La Carpite aiguë frappe en priorité les enfants et plus particulièrement les garçons. Le deuxième mode de contamination est certainement la fréquentation d'un carpiste. Pour ma part, c'est au contact d'Armand G. ( plus connu dans le milieu de la pêche de compétition des années 1950-1960 sous le surnom du Sioux ), que le virus me frappa. Les récits de ses parties de pêche dans le Thouet aux environs de Montreuil-Bellay, en compagnie de Stanislas le Yougo, encouragèrent ma vocation de pêcheur. Ces carpes de 40 livres ( Armand était quelque peu généreux sur le poids des poissons ) ouvraient les hameçons 1/0 en fer forgé comme de vulgaires épingles à nourrice. Le gut de 8 kilos ne leur offrait pas plus de résistance qu'une simple gardonnette. Mon esprit, déjà fragile, ne résista pas très longtemps à ces géantes quasi invincibles.
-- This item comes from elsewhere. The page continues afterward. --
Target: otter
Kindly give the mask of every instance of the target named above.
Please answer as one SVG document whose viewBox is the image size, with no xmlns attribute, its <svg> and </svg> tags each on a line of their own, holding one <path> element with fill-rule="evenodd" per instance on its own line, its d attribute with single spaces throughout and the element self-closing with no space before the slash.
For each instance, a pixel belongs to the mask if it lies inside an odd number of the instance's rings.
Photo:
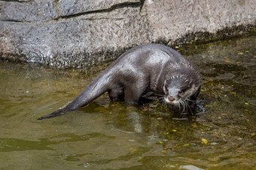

Quelques après-midi passés au bord de l'eau à contempler ces grandes formes sombres se réchauffant aux rayons d'un soleil printanier, une dorsale effleurant la surface, la pirouette d'une petite commune, le saut magistral d'une belle miroir et la messe était dite : j'étais un carpiste.

Ce court exposé sur les symptômes et les causes de la Carpite aiguë étant fait, abordons la partie guérison. Malgré les nombreuses recherches menées par des scientifiques de haut niveau dans toutes les régions où la maladie fait rage, aucun traitement efficace n'a été découvert à ce jour. Quelques rémissions spontanées, quelques rétablissements inexpliqués sont les exceptions à la règle "Carpiste Ad Vitam Eternam''. Cette carence de la médecine traditionnelle ouvre la porte aux charlatans de tout poil. Certains ont créé une secte, appelée ''Fédération Française des Petits Carpistes'' dont les buts sont fort obscurs. S'agit-il d'essayer là une quelconque thérapie de groupe ou de vénérer la bouillette philosophale (celle qui change les brèmes en carpe) ?

Voilà chère lectrice, vous savez pratiquement tout sur la Carpite aiguë. Vos inquiétudes pour votre petit Raymond sont certes justifiées, mais elles peuvent laisser place à l'espoir car une longue vie de carpiste s'ouvre devant lui. Hormis les cas marginaux d'attaque cardiaque mentionnés ci-dessus, le patient supporte aisément son affection. Le malade ne devant pas être contrarié, c'est surtout son entourage qui souffre le plus. Il faut l'inciter à pêcher le plus souvent possible, saisir les occasions de lui offrir les plus beaux matériels, et même l'aider dans la fabrication des bouillettes (c'est un calvaire, je vous l'accorde). Chère Madame, je vous souhaite bien du courage

* Le Canard du Pêcheur N°31, mars 1993.